From looking at this diagram we can see here that there are 3 parts of the wave.
- The top half – holds the most speed and power.
- The bottom half – holds less speed and power.
- The flat section (the circle) holds very little speed and power.
If we want to generate speed (and keep it) we need to be including these 6 techniques…
Use both the top and bottom parts of the wave. If we catch the wave and ride only along the bottom, we will go too slow and get taken over by the whitewash, like an avalanche following us. If we use only the top, we will run the risk of out running the wave, loosing speed and power eventually. The trick is to “trim” along, turning above the middle line and below the middle line, to get a “flow” going. We want to create a kind of “S” movement using the force of the wave to our advantage.
Compress and extend. By using our own mass we can move our surfboard up and down the wave. Trying to create speed with straight legs will be a huge challenge. Compress and extend your whole body to build momentum, thinking of your body as a coil, ready to unravel with energy.
Apply weight to your front foot as this will create a leaning forward kind of movement. Since leaning back and putting the brakes on reduces speed, it makes sense to use your body weight to get your board going.

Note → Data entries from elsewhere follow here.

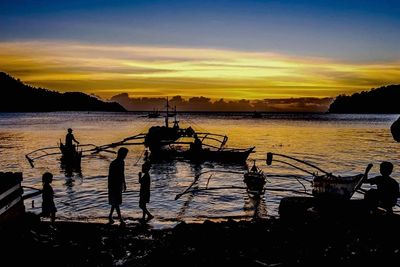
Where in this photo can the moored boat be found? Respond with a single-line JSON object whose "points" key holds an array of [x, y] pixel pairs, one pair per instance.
{"points": [[11, 203]]}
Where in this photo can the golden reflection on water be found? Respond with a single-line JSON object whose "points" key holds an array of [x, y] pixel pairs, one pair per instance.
{"points": [[342, 144]]}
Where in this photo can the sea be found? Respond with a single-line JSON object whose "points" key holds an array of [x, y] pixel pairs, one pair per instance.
{"points": [[342, 144]]}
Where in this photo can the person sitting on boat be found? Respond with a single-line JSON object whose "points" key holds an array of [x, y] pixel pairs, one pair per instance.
{"points": [[387, 191], [197, 145], [117, 184], [68, 140], [144, 195]]}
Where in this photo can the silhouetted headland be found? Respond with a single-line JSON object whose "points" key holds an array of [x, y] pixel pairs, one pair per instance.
{"points": [[383, 100], [19, 97]]}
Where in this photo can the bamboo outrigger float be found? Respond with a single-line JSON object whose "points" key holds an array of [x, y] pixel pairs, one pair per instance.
{"points": [[164, 143]]}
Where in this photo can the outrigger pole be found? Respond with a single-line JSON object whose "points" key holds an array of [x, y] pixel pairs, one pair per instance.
{"points": [[270, 157]]}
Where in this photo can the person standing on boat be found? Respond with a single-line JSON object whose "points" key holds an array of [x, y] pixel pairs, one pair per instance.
{"points": [[48, 207], [144, 197], [116, 184], [69, 138], [387, 191]]}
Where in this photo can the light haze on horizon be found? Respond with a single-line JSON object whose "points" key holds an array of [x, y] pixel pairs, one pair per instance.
{"points": [[218, 49]]}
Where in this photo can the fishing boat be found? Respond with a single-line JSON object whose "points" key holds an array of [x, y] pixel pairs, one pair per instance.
{"points": [[255, 181], [325, 185], [154, 114], [176, 143], [71, 157], [172, 142], [256, 115], [11, 202], [167, 142]]}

Take off on an angle if you want to gather speed straight off the bat as this places you in the top half of the wave instantly (the part with the most speed.) Although a good solid bottom turn will set you up nicely, sometimes it is good to get some speed up before dropping down deep into the lower parts of the wave.
Surf from rail to rail rather than flapping or bouncing along. In basic terms, this means keeping your board moving from side to side rather than stomping on it to create speed. Although flapping along can sometimes help to get over certain parts of the wave, it is not very aesthetically pleasing and is not a good habit to get into.
Use the flatter parts of the wave to turn back into the power source, as this will allow you to gain back all of the speed you just burnt off, and keep you doing the same thing over and over again. When you get to the flatter part of the wave and start slowing down (the circle area) now is the time you want to wrap right around and back into the steep part of the wave. If you want to really gather speed again, trying turning right into the whitewash, then heading back to the peeling section of the wave.
Overall, understanding and using the waves natural force is the most effective way to create and maintain speed. Utilising our mass by compressing and extending allows us to create a flow movement which will also assist us to create extra speed to make different sections of the wave. By knowing what manoeuvres to do at what part of the wave, we become flexible and are able to adapt our personal style to the wave.